You may see a healthcare provider called a gastroenterologist. This is a doctor who specializes in conditions linked to digestive tract health. They may think you have infectious esophagitis if you have symptoms of esophagitis along with a condition that weakens the immune system. Your healthcare provider will ask about your symptoms and health history and give you a physical exam. You may also have tests, such as:

  • Endoscopy. Your healthcare provider uses a tiny camera on a thin, flexible tube to look inside your esophagus for signs of irritation. They might take swabs and scrapings of any white patches, fluid-filled blisters, or sores in your esophagus. These will be tested to find the cause of the infection. Tissue samples (biopsies) are taken and looked at under a microscope to diagnose the cause of the infection.
  • Blood tests. Your blood may be tested for viruses such as herpes simplex virus (HSV).


Candidal Esophagitis

Systemic therapy is required for esophageal candidiasis.
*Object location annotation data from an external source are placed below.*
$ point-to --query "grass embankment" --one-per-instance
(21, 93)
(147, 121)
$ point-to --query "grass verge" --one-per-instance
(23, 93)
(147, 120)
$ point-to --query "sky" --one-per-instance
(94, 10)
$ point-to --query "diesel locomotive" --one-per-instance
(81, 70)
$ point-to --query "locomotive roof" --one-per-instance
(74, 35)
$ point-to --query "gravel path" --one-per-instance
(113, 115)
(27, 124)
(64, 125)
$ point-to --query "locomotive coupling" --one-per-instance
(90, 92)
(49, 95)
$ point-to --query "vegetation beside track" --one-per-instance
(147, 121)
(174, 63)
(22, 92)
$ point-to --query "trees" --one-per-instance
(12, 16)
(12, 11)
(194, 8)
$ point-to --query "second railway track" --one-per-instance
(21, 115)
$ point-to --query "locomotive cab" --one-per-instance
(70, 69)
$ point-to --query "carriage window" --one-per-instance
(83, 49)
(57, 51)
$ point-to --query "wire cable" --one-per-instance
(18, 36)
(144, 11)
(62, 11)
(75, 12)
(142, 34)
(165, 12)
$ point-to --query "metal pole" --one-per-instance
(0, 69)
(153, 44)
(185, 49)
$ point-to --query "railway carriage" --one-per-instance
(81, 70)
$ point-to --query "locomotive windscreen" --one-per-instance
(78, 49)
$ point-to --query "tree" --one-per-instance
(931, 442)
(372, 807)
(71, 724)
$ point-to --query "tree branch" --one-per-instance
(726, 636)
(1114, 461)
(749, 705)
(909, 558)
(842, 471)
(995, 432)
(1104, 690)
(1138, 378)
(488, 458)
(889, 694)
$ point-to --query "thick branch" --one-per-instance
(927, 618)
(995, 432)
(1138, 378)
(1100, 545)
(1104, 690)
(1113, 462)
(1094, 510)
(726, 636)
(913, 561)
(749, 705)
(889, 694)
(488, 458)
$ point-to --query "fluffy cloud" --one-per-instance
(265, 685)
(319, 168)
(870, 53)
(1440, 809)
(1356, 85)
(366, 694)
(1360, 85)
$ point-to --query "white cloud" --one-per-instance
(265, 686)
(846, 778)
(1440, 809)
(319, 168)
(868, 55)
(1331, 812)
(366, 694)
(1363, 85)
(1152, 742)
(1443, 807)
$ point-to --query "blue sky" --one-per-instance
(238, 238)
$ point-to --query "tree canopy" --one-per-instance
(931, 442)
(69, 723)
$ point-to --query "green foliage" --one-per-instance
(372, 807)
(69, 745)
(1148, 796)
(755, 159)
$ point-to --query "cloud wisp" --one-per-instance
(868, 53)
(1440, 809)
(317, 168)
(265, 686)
An empiric trial of antifungal therapy is often administered without performing diagnostic endoscopy. Initial therapy is generally with fluconazole, 400 mg on day 1, then 200– 400 mg/day orally for 14–21 days. Patients not responding to empiric therapy within 3–5 days should undergo endos­copy with brushings, biopsy, and culture to distinguish resistant fungal infection from other infections (eg, CMV, herpes). Esophageal candidiasis not responding to flucon­azole therapy may be treated with itraconazole suspension (not capsules), 200 mg/day orally, or voriconazole, 200 mg orally twice daily. Refractory infection may be treated intravenously with caspofungin, 50 mg daily.

Cytomegalovirus Esophagitis

In patients with HIV infection, immune restoration with antiretroviral therapy is the most effective means of con­trolling CMV disease. Initial therapy is with ganciclovir, 5 mg/kg intravenously every 12 hours for 3–6 weeks. Neu­tropenia is a frequent dose-limiting side effect. Once reso­lution of symptoms occurs, it may be possible to complete the course of therapy with oral valganciclovir, 900 mg once daily. Patients who either do not respond to or cannot tolerate ganciclovir are treated acutely with foscarnet, 90 mg/kg intravenously every 12 hours for 3–6 weeks. The principal toxicity is acute kidney injury, hypocalcemia, and hypomagnesemia.


Herpetic Esophagitis

Immunocompetent patients may be treated symptomati­cally and generally do not require specific antiviral therapy. Immunosuppressed patients may be treated with oral acy­clovir, 400 mg orally five times daily, or 250 mg/m2 intrave­nously every 8–12 hours, usually for 14–21 days. Oral famciclovir, 500 mg orally three times daily, or valacyclovir, 1 g twice daily, are also effective but more expensive than generic acyclovir. Nonresponders require therapy with fos­carnet, 40 mg/kg intravenously every 8 hours for 21 days.